As Sai Rajagopal was preparing to leave Harvard in March after the University’s decision to “de-densify” the campus to prevent the spread of COVID-19, he began researching how the pandemic was being handled in his native Canada.
“I noticed that in Canada they were implementing stricter lockdowns and achieving better epidemiological outcomes than in the U.S. I wondered, what if we could bring some of these other countries’ COVID-19 responses to American listeners so they could see for themselves what is working and what isn’t,” said Rajagopal, who earned A.B. degrees in biomedical engineering and women, gender, and sexuality, and an S.M. in mechanical engineering at the John A. Paulson School of Engineering and Applied Sciences. “I thought if we could share what was occurring in other countries, we could achieve better cross-talk and policy outcomes.”
So Rajagopal, an incoming medical student at Harvard Medical School, and co-host Henna Hundal, A.B. ’19, a human development and regenerative biology concentrator, launched the Bridging Borders Project, an online show featuring interviews with presidents, prime ministers, and other world leaders about their responses to the COVID-19 pandemic.
They’ve conducted 15 interviews so far and plan to release one episode each week throughout the summer. Their guests so far include heads of European Union nations, South Asian prime ministers, and leaders of smaller developing nations.
“This project was born out of a conviction that global crises require global solutions,” Hundal said. “We wanted to cultivate a platform for not only the American listener to become more informed about how other countries are tackling this pandemic, but also hopefully for U.S. policy leaders to get a picture of the strategies that other countries have employed in successfully managing this crisis.”
The interviews have revealed how some smaller countries, despite having fewer resources, have been able to enact measures that reined in the pandemic’s spread, Hundal said.
For instance, officials in Bhutan, a landlocked South Asian nation with a population of around 700,000, implemented a robust contact tracing system before the pandemic had a chance to spread widely, helping them keep it in check.
“Interestingly, the prime minister of Bhutan is a trained urologist,” Hundal added. “What we’ve noticed is that in many of the countries that have demonstrated effective responses, their leaders have either had a robust background in health care, or they called in the health care experts early on. I think that speaks to the larger point of the need to involve more health care experts and physicians in policymaking.”
Since each nation faces a host of unique challenges, the co-hosts strive to contextualize their interviews to a specific region.
In addition to asking general questions about the COVID-19 situation, death toll, and virus spread, they explore topics like how a nation can acquire appropriate materials for testing, which depends greatly on its relationship with other countries.
They’ve also been careful about whose voices they are privileging, especially when there are international disputes involved, Rajagopal said.

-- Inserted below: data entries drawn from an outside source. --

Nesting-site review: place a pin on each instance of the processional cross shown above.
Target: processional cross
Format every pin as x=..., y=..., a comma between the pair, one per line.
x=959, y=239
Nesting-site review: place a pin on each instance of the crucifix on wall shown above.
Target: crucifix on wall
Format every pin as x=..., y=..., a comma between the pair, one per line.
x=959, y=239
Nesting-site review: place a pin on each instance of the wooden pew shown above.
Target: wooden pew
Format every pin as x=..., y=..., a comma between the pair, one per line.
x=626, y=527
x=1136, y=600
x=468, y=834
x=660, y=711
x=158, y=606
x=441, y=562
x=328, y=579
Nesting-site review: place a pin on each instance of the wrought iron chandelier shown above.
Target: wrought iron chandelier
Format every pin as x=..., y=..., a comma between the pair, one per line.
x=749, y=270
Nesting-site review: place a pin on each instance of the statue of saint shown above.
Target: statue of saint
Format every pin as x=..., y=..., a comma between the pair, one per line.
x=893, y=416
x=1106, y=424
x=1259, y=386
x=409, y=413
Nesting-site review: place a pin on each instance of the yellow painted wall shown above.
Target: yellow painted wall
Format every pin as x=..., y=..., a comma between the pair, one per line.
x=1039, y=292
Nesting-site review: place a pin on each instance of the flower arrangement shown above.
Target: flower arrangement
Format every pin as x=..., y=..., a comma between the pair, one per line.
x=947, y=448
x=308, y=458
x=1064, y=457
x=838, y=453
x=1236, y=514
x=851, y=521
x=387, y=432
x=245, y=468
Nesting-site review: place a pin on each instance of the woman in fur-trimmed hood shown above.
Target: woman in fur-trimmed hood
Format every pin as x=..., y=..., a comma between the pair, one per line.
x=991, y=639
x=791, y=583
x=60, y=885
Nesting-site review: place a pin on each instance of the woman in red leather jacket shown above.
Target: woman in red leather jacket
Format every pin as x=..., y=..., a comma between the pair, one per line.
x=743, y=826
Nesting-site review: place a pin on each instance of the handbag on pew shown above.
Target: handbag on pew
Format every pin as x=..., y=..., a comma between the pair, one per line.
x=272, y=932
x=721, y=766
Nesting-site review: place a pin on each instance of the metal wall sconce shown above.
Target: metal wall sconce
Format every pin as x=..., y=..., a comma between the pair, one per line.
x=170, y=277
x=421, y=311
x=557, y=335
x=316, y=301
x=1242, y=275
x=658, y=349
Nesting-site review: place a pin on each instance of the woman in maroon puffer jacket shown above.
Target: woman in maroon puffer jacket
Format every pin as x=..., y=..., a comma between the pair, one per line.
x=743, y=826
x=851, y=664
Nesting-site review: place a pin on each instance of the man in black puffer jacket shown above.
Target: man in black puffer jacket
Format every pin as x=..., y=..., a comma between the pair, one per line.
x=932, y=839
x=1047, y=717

For instance, they interviewed Lobsang Sangay, leader of the Central Tibetan Administration (CTA), because he had unique and valuable perspectives on coordinating the coronavirus response to help the Tibetan people, despite the fact that Tibet is not a recognized country.
They are also working to include more indigenous voices in the conversation, such as officials from the Navajo nation, which is experiencing a higher COVID-19 death rate than many U.S. states, Hundal added.
“Every interview really keeps us on our toes,” she said. “We started this as a platform for policy leaders and others to learn how the pandemic is affecting countries around the world, but I feel like Sai and I have walked away from every interview learning so much. It is a lot of information to digest, and we are happy to be a part of this process of learning alongside our listeners.”
The co-hosts have relied on the many contacts they’ve built through their international development work to get “face time” with the top leaders of a number of countries.
They’re excited by how quickly the project has grown and are looking forward to conducting additional interviews, and sharing more COVID-19 insights, with an even wider audience.
“I’m hoping that listeners can see that other countries are having strong coronavirus responses, and most importantly, they are working together. They are working with different countries in their region, they are informing their own public, and they are quickly bringing in health professionals early on,” Rajagopal said. “As a nation, being more outward-looking, not so inward-focused, seems to generate the most positive response to the pandemic.”